Особенно удачные изменения, выбранные из таблиц 46 и 49, вносили в Н-цепь антитела IL6R-BF648 аналогично способу справочного примера 29. IL6R-L использовали в качестве общей L-цепи, экспрессированные антитела очищали в соответствии со способом примера 12. Связывание с каждым из FcγR (FcγRIa, FcγRIIa Н-типа, FcγRIIa R-типа, FcγRIIb, и FcγRIIIa V-типа) детально оценивали способом примера 14.Particularly advantageous changes selected from Tables 46 and 49 were introduced into the H chain of the IL6R-BF648 antibody similarly to the method of Reference Example 29. IL6R-L was used as the overall L chain, the expressed antibodies were purified according to the method of Example 12. Binding to each from FcγR (FcγRIa, H-type FcγRIIa, R-type FcγRIIa, FcγRIIb, and V-type FcγRIIIa) were evaluated in detail by the method of Example 14.

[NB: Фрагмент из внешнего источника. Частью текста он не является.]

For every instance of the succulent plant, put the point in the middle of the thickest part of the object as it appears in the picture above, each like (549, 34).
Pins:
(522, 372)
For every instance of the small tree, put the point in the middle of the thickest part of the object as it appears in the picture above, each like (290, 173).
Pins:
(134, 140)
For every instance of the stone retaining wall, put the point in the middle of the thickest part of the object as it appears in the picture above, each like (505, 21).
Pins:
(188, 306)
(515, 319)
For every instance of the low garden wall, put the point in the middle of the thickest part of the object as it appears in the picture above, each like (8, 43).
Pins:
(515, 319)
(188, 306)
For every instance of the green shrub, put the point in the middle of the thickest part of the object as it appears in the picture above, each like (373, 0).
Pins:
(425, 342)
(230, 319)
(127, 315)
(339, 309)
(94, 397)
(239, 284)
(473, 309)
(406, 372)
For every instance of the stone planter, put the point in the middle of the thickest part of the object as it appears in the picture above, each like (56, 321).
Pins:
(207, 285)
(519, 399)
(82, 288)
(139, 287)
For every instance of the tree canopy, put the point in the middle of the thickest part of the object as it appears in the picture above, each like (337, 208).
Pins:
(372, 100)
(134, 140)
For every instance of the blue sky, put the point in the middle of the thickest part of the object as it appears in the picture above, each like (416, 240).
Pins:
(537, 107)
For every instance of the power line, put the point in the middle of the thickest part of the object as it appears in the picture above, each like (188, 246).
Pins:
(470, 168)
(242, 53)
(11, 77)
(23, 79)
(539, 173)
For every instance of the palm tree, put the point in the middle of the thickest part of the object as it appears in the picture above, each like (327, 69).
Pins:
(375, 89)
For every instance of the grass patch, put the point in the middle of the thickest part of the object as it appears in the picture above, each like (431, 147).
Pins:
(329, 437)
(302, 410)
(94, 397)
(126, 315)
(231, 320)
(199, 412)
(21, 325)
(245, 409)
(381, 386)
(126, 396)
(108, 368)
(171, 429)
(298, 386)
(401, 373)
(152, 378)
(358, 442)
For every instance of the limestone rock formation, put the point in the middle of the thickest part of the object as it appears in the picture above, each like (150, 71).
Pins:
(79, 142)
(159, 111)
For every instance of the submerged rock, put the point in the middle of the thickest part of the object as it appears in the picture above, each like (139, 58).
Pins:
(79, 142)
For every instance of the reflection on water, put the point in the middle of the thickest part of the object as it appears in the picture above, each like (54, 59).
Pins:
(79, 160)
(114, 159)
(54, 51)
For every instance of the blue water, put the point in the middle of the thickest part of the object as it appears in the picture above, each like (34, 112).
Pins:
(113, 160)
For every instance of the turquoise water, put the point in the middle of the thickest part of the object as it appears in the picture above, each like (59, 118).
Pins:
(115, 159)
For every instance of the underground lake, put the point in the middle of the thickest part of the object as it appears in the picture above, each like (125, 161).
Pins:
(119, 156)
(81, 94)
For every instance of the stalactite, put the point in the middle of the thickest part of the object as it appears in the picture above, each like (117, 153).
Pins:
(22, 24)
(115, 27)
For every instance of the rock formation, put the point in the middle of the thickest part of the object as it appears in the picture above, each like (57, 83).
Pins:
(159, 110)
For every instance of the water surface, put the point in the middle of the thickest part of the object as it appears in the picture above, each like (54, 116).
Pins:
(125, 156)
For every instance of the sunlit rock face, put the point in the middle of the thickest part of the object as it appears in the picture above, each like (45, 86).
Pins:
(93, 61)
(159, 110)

В соответствии со следующим способом, относительную активность связывания вычисляли для результатов анализа взаимодействий с соответствующими FcγR. Значение величины связывания каждого варианта с каждым FcγR делили на значение величины связывания предварительно измененного контрольного антитела (IL6R-BF648 / IL6R-L с заменами Pro в положении 238 (указанном согласно нумерации EU) на Asp с каждым FcγR, и умножали на 100; а затем эту величину представляли в качестве относительной активности связывания каждого варианта с каждым FcγR (таблица 51).In accordance with the following method, the relative binding activity was calculated from the results of the analysis of interactions with the corresponding FcγR. The binding value of each variant to each FcγR was divided by the binding value of the pre-modified control antibody (IL6R-BF648/IL6R-L with Pro substitutions at position 238 (listed according to EU numbering) by Asp to each FcγR, and multiplied by 100; and then this value was presented as the relative binding activity of each variant to each FcγR (table 51).
В таблице изменение относится к изменению, внесенному в IL6R-B3 (SEQ ID NO: 187). Матрица, использованная для получения IL6R-B3, IL6R-G1d/IL6R-L, обозначена звездочкой (*).In the table, the change refers to the change made to IL6R-B3 (SEQ ID NO: 187). The template used to obtain IL6R-B3, IL6R-G1d/IL6R-L, is indicated by an asterisk (*).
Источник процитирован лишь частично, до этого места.